The 2014 Farm Bill, which allows states with legal cannabis to perform research on industrial hemp, has opened the door for Colorado State University to study the plant.
Industrial hemp is defined by the state of Colorado and the Farm Bill as Cannabis sativa L. The plant must contain an average delta-9 tetrahydrocannabinol (THC) concentration of 0.3 percent or less, on a dry weight basis.
According to Mark Wdowick, assistant vice president for CSU’s Research and Industry Partnerships, the University is considering hemp cultivation studies, and plans to plant hemp seeds in the summer of 2015.
CSU plans to collaborate with CU and the Colorado Department of Agriculture (CDA) for the hemp research. The Colorado Research for Novel Translational Applications, or CoHeReNT will oversee this research.
Jessica Prenni, director for the Proteomics and Metabolomics Facility at CSU, acts as co-director for the program along with John McKay, associate professor in Bioagricultural Sciences and Pest Management.
“(CoHeReNT) is meant to be an organizational framework to promote research at CSU and CU and create market application for results,” Prenni said.

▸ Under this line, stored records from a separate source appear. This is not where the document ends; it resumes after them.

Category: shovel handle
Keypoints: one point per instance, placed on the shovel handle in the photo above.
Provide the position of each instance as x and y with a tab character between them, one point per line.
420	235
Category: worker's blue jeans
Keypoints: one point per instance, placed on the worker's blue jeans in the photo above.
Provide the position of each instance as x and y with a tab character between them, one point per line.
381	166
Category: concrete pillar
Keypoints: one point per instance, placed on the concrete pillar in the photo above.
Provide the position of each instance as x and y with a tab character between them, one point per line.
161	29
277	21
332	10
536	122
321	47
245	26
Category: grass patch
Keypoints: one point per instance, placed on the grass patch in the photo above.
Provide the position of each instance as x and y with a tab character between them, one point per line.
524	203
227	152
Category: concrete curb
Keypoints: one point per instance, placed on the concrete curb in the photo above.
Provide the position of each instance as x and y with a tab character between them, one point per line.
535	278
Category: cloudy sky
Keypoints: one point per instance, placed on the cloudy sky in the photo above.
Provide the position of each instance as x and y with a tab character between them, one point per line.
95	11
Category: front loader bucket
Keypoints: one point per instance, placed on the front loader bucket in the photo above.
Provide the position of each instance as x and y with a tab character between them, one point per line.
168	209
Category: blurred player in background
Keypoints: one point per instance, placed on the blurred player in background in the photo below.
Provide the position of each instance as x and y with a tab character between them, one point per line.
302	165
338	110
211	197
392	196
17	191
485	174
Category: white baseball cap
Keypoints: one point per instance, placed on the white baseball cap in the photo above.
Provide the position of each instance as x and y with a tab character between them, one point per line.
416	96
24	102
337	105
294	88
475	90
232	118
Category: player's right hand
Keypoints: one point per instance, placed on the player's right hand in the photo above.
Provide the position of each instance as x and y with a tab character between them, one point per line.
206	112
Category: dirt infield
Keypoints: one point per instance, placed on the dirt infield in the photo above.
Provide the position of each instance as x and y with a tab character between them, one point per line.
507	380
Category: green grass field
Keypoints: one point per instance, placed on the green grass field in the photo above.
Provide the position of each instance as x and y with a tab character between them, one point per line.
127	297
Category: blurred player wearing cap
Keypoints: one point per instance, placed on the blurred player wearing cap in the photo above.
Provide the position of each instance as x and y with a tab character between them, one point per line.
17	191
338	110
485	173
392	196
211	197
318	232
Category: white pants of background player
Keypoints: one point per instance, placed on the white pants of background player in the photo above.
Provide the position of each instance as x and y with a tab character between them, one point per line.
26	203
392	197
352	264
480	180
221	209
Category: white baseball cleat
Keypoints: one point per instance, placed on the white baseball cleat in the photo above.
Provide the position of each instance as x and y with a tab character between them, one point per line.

Due to the classification of hemp as a Schedule 1 drug, proper licensing through the Drug Enforcement Administration is required for obtaining seeds.
According to Prenni, the CDA is working closely with CoHeReNT to acquire these seeds.
“(We’re) still working on exactly who will provide the seed,” McKay wrote in an email to the Collegian.
McKay will work hands on with the planned studies of the plants. Unlike most plants grown in the University Greenhouse, he said the hemp will be grown in fields. However, sites are still undetermined.
Growing the plants outside will leave them exposed to many insects, which could lead to potential destruction of the plants and respective research. Currently there are no pesticides registered for the use of hemp, according to the CDA website.
Due to the potential crop damage, the CDA is working on rules that abide by state and federal laws on the use and labeling of pesticides. However, these rules will limit the amount of usable pesticides.
According to McKay, the studies on hemp present many questions that could potentially factor into commercialization and economic growth for the state of Colorado.
While benefiting through commercial and economic growth, Wdowick wrote that CSU aims to benefit from research in knowledge, new products and services, new job creation and many other factors.
Colorado is on the brink of many possible studies that can lead to growth in many areas all across the state.
“Because our state was among the first to legalize hemp research, we have a first mover advantage that we can take advantage of, if the universities make it a priority,” McKay wrote.